Since the departure from this world of the late great Jesse Helms, we’ve had a real dearth of homegrown conservative leadership here in North Carolina. Perhaps people are starting to forget what conservatism looks like.
Mr. Hood is widely regarded as the face of conservatism here in North Carolina — despite his cheerleading for, among other things, a $50,000 payment to each and every person who claims they or a family member were sterilized by the state of North Carolina more than four decades ago AND the installation of government GPS units in private automobiles as a method of collecting taxes.
But back to
mayor Gov. Pat. Our new chief of state put Mr. Hood’s “conservative” label to the test this past week during an interview with F. Chuck Todd on MSNBC. We picked up on more than a few interesting nuggets in the six-and-a-half minute interview:
- F. Chuck praised Gov. Pat for raising “business taxes” to solve budgetary issues in our state. (The legislature passed legislation raising the unemployment insurance withholding rate as a means of paying off the state’s $3 billion dollar debt to the feds. ) Gov. Pat appeared to accept raising taxes as a valid method for dealing with budget matters, and spoke admiringly about tax increases recently passed by Congress. A little rah-rah for spending cuts would have been nice.

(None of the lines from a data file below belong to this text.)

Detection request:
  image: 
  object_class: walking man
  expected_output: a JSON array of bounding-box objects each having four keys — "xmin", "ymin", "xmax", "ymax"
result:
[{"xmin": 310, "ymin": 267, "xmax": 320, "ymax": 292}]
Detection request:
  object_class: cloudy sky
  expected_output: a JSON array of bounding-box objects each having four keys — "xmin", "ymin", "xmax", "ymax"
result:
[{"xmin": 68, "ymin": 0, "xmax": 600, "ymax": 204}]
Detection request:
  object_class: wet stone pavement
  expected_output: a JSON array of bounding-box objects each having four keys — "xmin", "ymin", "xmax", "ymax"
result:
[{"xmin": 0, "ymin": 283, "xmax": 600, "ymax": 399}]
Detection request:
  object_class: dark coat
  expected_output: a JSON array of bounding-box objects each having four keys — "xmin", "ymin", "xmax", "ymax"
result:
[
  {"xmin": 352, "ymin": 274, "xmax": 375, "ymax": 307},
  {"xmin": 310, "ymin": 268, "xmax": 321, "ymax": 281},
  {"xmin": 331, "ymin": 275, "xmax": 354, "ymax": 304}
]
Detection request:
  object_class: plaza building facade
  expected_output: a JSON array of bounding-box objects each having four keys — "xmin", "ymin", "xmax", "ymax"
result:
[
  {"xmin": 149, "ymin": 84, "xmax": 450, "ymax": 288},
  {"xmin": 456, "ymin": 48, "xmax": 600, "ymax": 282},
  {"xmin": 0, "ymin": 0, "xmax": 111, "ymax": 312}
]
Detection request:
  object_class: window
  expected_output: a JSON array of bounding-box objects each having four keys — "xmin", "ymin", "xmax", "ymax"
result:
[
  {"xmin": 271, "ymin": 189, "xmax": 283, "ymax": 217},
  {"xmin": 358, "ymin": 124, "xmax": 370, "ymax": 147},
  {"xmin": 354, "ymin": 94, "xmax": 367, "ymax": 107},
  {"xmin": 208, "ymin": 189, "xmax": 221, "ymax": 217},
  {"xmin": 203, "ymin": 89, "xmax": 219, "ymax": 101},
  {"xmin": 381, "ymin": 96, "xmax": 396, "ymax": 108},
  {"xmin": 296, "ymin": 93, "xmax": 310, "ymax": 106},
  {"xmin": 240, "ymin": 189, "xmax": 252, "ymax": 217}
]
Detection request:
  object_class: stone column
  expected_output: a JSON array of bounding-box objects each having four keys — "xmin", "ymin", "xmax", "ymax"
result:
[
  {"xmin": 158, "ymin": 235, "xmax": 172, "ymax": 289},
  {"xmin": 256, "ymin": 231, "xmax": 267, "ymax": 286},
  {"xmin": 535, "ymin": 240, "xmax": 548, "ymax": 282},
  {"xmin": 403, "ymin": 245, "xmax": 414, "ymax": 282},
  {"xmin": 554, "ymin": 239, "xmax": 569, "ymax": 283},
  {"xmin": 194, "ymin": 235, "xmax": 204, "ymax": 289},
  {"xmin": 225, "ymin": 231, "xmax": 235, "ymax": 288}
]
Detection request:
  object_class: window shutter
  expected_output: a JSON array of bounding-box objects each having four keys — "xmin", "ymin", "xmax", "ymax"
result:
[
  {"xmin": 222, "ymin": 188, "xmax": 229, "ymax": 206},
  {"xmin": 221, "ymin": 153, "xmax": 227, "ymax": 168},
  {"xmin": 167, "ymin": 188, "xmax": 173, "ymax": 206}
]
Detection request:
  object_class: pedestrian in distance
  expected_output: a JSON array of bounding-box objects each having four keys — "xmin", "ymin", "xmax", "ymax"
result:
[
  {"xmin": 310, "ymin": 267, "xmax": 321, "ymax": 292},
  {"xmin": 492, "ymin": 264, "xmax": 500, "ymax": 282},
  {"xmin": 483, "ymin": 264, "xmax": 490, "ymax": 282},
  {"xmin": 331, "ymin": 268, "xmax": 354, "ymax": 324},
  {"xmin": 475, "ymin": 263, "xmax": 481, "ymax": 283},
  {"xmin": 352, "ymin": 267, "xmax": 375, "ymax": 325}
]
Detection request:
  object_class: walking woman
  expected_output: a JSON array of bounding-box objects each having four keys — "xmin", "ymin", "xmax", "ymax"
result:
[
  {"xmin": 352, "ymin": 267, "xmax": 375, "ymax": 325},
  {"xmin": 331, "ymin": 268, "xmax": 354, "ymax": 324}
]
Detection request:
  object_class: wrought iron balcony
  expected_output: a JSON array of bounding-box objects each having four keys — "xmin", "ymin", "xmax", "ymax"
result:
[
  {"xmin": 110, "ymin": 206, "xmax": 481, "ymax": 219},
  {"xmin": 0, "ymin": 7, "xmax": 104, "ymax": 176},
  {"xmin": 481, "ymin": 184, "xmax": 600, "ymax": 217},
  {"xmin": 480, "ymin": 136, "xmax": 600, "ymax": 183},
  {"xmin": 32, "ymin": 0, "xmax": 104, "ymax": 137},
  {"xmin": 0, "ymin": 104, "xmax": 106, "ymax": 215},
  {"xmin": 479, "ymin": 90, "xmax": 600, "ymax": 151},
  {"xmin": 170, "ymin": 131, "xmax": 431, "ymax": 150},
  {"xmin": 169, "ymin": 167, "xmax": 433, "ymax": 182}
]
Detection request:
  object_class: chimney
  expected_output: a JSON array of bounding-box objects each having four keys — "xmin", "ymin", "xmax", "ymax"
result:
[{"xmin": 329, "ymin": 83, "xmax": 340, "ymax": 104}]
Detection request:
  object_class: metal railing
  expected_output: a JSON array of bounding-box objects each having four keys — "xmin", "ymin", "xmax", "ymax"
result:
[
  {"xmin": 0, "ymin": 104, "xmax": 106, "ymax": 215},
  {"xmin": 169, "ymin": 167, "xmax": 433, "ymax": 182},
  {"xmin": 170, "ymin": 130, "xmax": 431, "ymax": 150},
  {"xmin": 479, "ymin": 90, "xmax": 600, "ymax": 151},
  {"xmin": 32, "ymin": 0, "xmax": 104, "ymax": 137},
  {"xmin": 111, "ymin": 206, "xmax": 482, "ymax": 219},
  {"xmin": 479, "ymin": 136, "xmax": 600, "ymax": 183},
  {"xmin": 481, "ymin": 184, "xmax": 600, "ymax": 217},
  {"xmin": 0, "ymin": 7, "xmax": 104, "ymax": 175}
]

- “Before I expand it, I want to fix it.” That was Gov. Pat’s response to a question from F. Chuck about why the state declined to support expansion of Medicaid for the implementation of ObamaCare. (Boy, he sure left the door open.) Gov. Pat told F. Chuck that the state “may” want to revisit the idea of expanding Medicare, once government leaders gain a better understanding of “the rules” and “the real costs” of setting up the health care exchanges and implementing ObamaCare.
- The Guv also aids and abets the lefty scare tactics over the federal budget sequester. The sequester will trigger a $22 billion cut in the rate of growth of federal spending for THIS YEAR. THAT is a pittance. (Congress just approved $56 billion in “relief” for Hurricane Sandy.) Obama is claiming the sequester will shut down our airports. President Reagan fired all of the air traffic controllers, and the airports STILL ran. Obama is claiming 800,000 DOD civilians will lose their jobs. There is no logical way that a $22 billion cut in the rate of growth for federal spending should cost 800,000 people their jobs. The politicians want us to do more with less. But try to make them do it, and you get scare tactics like this.
- Gov. Pat also agreed with F. Chuck that the GOP has a “tone problem.” The Guv told F. Chuck that “sometimes we come off as too strident, too negative. We need to be more likeable.” Negative? When it comes to government spending and expansion, true conservatives should be negative — shouting the word NO until they are blue in the face and their voice gives out.
Overall, Gov. Pat’s comments sound a lot like something you might have heard from Mike Easley or Jim Hunt or Bev Perdue. McCrory’s statements during this interview are really making Erick Erickson at RedState look like a prophet:
The fact is too many conservative groups and Republicans in Congress think the problem in Washington is Democrats in charge of government and not government itself.
You could alter his quote — substituting “state government” for “Congress” and “Raleigh” for “Washington” — and it would be quite apropos for our current in-state situation. From John Boehner and Eric Cantor, to Pat McCrory and Thom Tillis, the GOP is being dominated by people who believe that the debate is not about freedom and liberty from government tyranny, but about which clique can more efficiently manage the bureaucracy.